Atkins Says Adoptive Family Inspires Him

Rodney Atkins' song "It's America" sits at the top of the Billboard Country Singles chart this week. It's a song that depicts some of the inspiring things about the United States.

Atkins' own story might be one of them.

Born in Knoxville, Atkins was put up for adoption and placed in the Holston Methodist Home for Children in Greeneville. Two couples took him home, but returned him because he was so sick.

"I had a respiratory staph infection and I think I was colicky, which I'm sure was a lovely sound to be hearing," says Atkins from his home in Nashville.

Allan and Margaret Atkins, though, were determined. They adopted Rodney and nursed him back to health.

The Atkins family moved around quite a bit before settling in Claiborne County. Rodney went from a sickly baby to a healthy kid who was always singing.

"I always used to love to sing, and they would laugh at me doing chores, cutting kindling or whatever," says Atkins. "I would be out there singing at the top of my lungs."

Atkins says he can remember being six or seven, listening to Charlie Daniels on the radio, and then asking his parents "'How do you get to do this?"

"They didn't really know, because it seemed like some farfetched dream," says Atkins.

In high school, Atkins began playing guitar and writing songs.
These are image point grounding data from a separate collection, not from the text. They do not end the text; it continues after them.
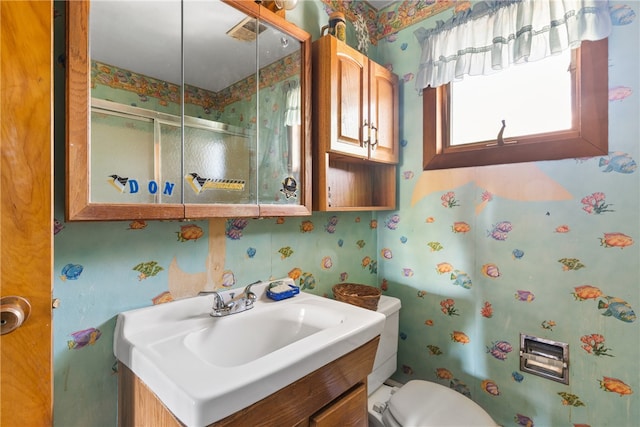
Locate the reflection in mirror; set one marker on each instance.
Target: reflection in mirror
(136, 74)
(220, 137)
(279, 127)
(155, 118)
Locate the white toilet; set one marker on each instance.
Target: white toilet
(417, 403)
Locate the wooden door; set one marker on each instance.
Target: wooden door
(383, 105)
(26, 235)
(352, 89)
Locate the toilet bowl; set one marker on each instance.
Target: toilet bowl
(417, 403)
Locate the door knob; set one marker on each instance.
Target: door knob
(14, 311)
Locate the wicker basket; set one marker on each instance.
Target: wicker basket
(361, 295)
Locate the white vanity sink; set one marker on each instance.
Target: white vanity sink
(205, 368)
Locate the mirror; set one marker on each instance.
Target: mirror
(185, 109)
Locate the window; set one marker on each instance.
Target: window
(448, 144)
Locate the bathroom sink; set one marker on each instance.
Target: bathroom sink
(205, 368)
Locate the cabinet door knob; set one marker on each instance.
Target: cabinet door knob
(366, 125)
(373, 144)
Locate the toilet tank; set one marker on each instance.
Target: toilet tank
(385, 362)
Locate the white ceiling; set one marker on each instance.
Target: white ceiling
(144, 36)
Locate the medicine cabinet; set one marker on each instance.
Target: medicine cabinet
(186, 109)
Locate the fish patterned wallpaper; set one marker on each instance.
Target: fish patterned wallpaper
(474, 262)
(549, 249)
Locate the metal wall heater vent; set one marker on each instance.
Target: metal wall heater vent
(545, 358)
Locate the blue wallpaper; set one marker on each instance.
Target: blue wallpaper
(480, 255)
(474, 262)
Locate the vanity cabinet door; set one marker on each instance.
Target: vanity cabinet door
(350, 409)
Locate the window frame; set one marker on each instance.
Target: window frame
(588, 136)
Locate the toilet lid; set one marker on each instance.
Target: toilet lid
(424, 403)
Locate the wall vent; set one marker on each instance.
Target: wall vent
(545, 358)
(246, 30)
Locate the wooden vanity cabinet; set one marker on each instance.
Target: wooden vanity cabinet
(355, 129)
(333, 395)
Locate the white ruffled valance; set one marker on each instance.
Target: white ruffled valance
(495, 34)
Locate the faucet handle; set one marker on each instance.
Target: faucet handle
(251, 297)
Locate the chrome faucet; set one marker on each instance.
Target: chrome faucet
(235, 304)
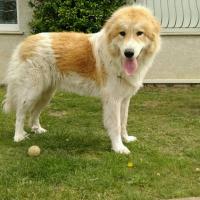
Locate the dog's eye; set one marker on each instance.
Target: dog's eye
(122, 33)
(139, 33)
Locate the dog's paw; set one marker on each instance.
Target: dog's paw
(128, 139)
(20, 137)
(38, 130)
(121, 149)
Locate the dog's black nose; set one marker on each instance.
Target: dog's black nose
(129, 53)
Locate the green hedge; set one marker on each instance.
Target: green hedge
(71, 15)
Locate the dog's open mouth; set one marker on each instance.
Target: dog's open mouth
(130, 66)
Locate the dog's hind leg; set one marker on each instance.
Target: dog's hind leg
(124, 118)
(25, 100)
(34, 121)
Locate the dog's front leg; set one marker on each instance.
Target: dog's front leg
(124, 118)
(112, 123)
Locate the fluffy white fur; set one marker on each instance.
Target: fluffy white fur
(32, 82)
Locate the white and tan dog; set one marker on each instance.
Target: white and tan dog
(111, 64)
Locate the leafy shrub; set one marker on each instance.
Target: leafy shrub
(71, 15)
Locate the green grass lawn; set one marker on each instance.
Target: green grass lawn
(76, 161)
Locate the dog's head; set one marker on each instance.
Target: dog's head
(132, 33)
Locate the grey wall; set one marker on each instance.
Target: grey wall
(9, 40)
(178, 60)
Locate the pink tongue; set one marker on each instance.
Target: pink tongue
(130, 66)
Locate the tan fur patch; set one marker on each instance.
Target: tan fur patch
(73, 53)
(29, 46)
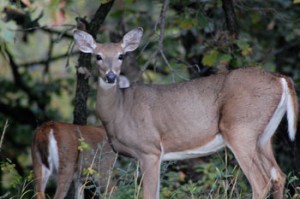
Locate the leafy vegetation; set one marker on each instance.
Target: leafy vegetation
(39, 68)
He continued the hobby while attending Walters State Community College and then Tennessee Tech University in Cookeville.

In Cookeville, he found friends who were also interested in song writing.

"I was just hanging out with friends and just for grins one night drove to Nashville to a writers' night to see what that was like."
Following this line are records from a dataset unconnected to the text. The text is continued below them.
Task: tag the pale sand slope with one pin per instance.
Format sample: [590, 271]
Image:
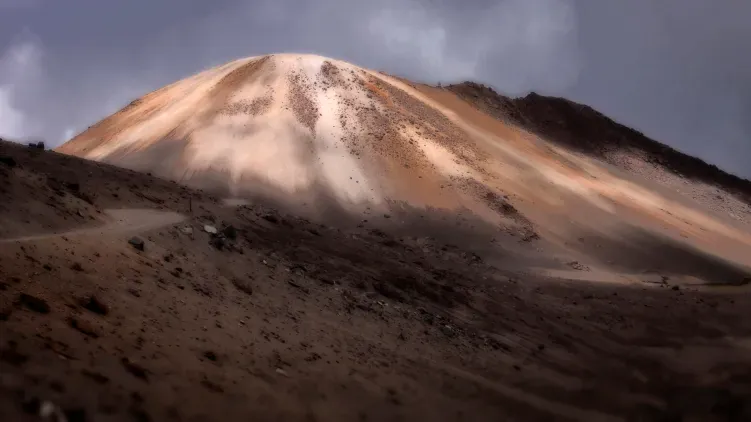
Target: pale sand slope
[305, 128]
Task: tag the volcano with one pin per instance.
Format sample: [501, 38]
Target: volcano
[292, 237]
[319, 134]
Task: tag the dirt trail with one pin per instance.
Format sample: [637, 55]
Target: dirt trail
[122, 221]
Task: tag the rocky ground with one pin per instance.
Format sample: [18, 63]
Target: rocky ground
[196, 309]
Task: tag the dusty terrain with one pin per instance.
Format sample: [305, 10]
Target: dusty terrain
[383, 251]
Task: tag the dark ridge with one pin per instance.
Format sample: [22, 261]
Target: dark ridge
[581, 128]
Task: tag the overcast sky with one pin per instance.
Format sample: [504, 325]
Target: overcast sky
[679, 70]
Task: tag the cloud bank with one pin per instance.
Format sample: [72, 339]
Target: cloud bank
[678, 70]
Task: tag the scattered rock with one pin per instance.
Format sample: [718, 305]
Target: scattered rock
[95, 305]
[134, 369]
[212, 386]
[137, 243]
[243, 286]
[217, 242]
[578, 266]
[298, 286]
[12, 356]
[448, 331]
[270, 218]
[96, 376]
[34, 303]
[8, 161]
[230, 232]
[83, 327]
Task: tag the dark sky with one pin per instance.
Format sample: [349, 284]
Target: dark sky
[679, 70]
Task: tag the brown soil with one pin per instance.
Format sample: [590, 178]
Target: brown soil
[416, 315]
[581, 128]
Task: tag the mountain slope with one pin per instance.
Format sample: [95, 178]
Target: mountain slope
[328, 139]
[584, 129]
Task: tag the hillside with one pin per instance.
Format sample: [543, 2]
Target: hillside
[581, 128]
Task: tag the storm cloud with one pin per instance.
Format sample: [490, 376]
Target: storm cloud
[679, 70]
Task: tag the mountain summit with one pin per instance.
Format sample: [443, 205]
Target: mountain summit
[318, 133]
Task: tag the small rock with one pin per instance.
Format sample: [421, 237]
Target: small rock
[448, 331]
[34, 303]
[135, 369]
[137, 243]
[84, 327]
[230, 232]
[271, 218]
[217, 242]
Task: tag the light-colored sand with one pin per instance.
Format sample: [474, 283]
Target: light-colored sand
[304, 127]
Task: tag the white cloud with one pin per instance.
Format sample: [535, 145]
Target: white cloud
[20, 73]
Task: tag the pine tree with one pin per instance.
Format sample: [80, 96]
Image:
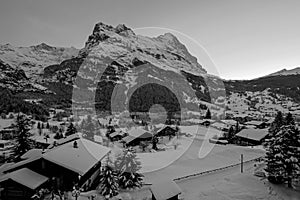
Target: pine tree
[39, 125]
[71, 130]
[128, 166]
[23, 143]
[289, 119]
[276, 124]
[230, 134]
[109, 186]
[88, 127]
[289, 140]
[208, 114]
[282, 151]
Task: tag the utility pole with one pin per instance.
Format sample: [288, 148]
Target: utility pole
[242, 157]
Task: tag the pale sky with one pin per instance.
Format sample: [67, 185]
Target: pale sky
[244, 38]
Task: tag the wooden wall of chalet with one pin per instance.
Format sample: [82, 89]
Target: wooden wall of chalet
[15, 191]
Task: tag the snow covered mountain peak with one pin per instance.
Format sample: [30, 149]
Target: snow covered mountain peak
[164, 51]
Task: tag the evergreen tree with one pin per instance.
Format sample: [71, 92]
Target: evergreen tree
[71, 130]
[289, 119]
[237, 127]
[230, 134]
[276, 124]
[289, 141]
[109, 186]
[282, 151]
[47, 126]
[208, 114]
[23, 143]
[127, 165]
[88, 127]
[39, 125]
[154, 142]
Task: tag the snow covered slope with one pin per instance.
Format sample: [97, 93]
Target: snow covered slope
[34, 59]
[286, 72]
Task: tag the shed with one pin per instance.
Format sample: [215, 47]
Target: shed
[167, 190]
[257, 124]
[136, 135]
[21, 184]
[252, 136]
[166, 131]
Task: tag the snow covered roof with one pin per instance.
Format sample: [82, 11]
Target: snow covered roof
[255, 123]
[21, 163]
[6, 123]
[219, 125]
[25, 177]
[80, 159]
[253, 134]
[136, 133]
[139, 132]
[165, 190]
[230, 122]
[32, 153]
[117, 132]
[66, 140]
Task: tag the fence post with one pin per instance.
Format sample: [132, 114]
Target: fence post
[242, 163]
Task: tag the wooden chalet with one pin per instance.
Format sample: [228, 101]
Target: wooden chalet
[251, 137]
[21, 184]
[167, 190]
[257, 124]
[166, 131]
[75, 162]
[136, 135]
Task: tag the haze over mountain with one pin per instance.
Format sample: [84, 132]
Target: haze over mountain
[125, 61]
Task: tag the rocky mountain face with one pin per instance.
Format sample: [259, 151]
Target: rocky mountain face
[115, 62]
[119, 70]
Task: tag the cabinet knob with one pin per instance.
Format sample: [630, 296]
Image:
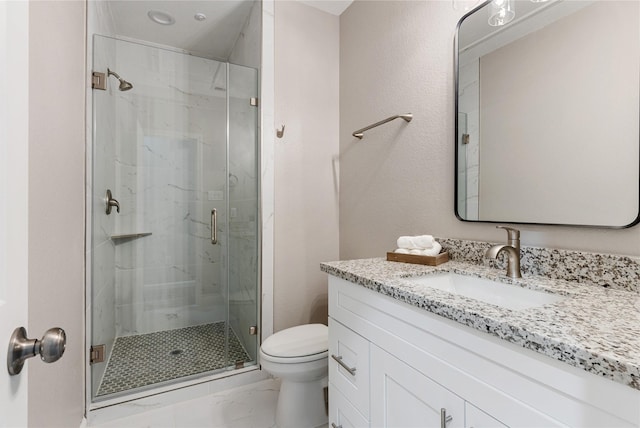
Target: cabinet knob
[351, 370]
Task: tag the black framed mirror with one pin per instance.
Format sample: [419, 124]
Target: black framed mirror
[547, 114]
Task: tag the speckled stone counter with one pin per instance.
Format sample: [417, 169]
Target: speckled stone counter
[596, 328]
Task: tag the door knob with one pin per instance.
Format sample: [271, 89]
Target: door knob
[50, 347]
[111, 203]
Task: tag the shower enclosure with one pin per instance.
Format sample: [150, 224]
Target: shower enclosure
[174, 239]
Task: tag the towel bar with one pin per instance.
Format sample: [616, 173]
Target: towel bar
[360, 132]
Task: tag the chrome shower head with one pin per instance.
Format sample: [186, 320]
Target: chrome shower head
[124, 85]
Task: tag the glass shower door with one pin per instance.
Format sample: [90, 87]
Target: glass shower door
[244, 259]
[160, 281]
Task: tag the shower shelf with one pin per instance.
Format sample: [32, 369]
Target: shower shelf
[130, 235]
Atkins ended up on stage performing some of his songs. The crowd reaction encouraged Atkins to continue writing.

"I just kept chipping away at it and got some interest from publishing companies."
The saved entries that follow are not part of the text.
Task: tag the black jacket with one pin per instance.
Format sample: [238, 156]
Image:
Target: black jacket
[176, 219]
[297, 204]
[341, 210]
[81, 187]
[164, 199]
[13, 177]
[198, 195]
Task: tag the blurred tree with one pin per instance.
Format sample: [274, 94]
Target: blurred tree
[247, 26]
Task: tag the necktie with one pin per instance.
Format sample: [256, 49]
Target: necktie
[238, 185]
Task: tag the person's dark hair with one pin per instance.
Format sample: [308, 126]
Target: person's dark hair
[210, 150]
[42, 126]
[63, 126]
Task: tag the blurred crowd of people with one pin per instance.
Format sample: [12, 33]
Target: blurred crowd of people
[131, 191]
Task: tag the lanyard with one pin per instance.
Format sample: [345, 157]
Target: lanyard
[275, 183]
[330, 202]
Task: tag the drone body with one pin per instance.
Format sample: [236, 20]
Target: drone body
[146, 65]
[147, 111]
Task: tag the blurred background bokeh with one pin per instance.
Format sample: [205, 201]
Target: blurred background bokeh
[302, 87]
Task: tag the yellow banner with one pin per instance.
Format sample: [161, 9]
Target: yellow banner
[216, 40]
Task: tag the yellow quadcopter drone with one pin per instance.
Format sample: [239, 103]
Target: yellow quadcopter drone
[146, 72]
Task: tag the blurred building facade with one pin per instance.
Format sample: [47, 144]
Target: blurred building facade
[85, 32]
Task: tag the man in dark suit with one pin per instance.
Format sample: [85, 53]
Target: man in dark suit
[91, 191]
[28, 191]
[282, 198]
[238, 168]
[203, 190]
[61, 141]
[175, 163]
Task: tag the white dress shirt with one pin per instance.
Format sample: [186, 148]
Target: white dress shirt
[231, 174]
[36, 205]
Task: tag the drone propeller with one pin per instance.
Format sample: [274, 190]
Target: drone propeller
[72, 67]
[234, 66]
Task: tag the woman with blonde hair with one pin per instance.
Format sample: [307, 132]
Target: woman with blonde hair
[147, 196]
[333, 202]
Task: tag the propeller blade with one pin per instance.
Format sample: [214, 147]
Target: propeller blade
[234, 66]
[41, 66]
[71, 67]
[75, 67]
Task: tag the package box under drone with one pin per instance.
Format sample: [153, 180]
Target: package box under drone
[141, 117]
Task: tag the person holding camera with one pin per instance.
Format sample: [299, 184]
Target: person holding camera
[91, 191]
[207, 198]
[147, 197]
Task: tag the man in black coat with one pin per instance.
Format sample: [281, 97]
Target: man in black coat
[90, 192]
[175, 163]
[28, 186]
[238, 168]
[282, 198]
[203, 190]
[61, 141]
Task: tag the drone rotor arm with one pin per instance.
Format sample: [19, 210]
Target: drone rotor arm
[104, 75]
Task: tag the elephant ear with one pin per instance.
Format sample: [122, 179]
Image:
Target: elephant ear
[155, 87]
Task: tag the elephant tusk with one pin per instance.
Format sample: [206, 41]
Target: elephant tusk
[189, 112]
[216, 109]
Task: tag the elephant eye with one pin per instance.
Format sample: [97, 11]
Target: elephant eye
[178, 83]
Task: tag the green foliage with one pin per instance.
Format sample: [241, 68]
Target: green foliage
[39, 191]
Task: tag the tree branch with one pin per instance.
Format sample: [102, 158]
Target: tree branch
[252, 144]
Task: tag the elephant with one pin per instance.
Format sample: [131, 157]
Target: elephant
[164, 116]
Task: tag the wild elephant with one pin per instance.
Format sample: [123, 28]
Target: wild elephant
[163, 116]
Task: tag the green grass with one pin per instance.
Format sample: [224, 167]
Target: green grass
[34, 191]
In 1997, Atkins signed with Curb Records, but it wasn't until 2003's "Honesty (Write Me a List)" that Atkins earned his first Top 10 country hit. In 2006, he had his first country No. 1 with "If You're Going Through Hell (Before the Devil Even Knows)." He has since had four other songs reach the top slot and had a very successful concert career.

He says a show in Greeneville four years ago proved to be special.

"When we showed up somebody said 'This fella over here wants to see you.' I went over and there was an older man named Charles Hutchins and he grabbed me by the face and said 'Son, I'm that man who put you in your mama's hands.'"

After that meeting Atkins began doing charitable work for the Holston Methodist Home for Children.

Later, when Atkins performed a show in Washington, D.C., he was approached by representatives from the National Council on Adoption who had read a story about Atkins in the magazine Guideposts. Atkins agreed to become a national spokesperson for the organization.

"It's been incredible," says Atkins. "I got to play at the White House on National Adoption Day."

Married to his wife, Tammy Jo, for more than a decade, Atkins is father to a 7-year-old son and two teenage stepdaughters.

His own upbringing has given him a good start on what it takes to be a good parent.

"With my dad, he was working like crazy, but he would still go outside and play baseball with me. It's important to let your kids see you be silly. Take a Little Debbie and smear it on your face - just being goofy. That's the stuff they remember. My parents were very generous, very kind. They were always thinking of other people. That stuff sticks with you."

And, he says, being a biological parent is not the most important thing.

"In being adopted and knowing how my parents dealt with me, you know - love is thicker than blood."